We consider off-policy temporal-difference (TD) learning in discounted Markov
decision processes, where the goal is to evaluate a policy in a model-free way
by using observations of a state process generated without executing the
policy. To curb the high variance issue in off-policy TD learning, we propose a
new scheme of setting the $\lambda$-parameters of TD, based on generalized
Bellman equations. Our scheme is to set $\lambda$ according to the eligibility
trace iterates calculated in TD, thereby easily keeping these traces in a
desired bounded range.
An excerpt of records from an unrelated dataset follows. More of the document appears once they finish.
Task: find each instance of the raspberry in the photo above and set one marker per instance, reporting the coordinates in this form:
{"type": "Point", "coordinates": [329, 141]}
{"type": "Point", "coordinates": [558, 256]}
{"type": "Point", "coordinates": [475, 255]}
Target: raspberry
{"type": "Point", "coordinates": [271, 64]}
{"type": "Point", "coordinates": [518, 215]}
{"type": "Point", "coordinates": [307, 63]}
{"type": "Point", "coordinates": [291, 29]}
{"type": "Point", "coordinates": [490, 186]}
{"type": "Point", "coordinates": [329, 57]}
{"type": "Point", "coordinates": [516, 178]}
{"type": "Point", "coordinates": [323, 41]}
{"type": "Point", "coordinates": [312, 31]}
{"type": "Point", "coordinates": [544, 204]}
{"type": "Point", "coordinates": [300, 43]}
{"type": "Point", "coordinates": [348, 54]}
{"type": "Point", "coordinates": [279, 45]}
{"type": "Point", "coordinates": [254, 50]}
Compared with prior work, this scheme is more direct and
flexible, and allows much larger $\lambda$ values for off-policy TD learning
with bounded traces. As to its soundness, using Markov chain theory, we prove
the ergodicity of the joint state-trace process under nonrestrictive
conditions, and we show that associated with our scheme is a generalized
Bellman equation (for the policy to be evaluated) that depends on both the
evolution of $\lambda$ and the unique invariant probability measure of the
state-trace process. These results not only lead immediately to a
characterization of the convergence behavior of least-squares based
implementation of our scheme, but also prepare the ground for further analysis
of gradient-based implementations.

该论文研究了非政策时间差异学习在折扣马尔可夫决策过程中的应用，提出了一种新的基于广义 Bellman 方程设置 λ- 参数的方案来控制偏差，通过马尔科夫链理论证明了该方案的收敛性并分析了其在最小二乘实现中的收敛性。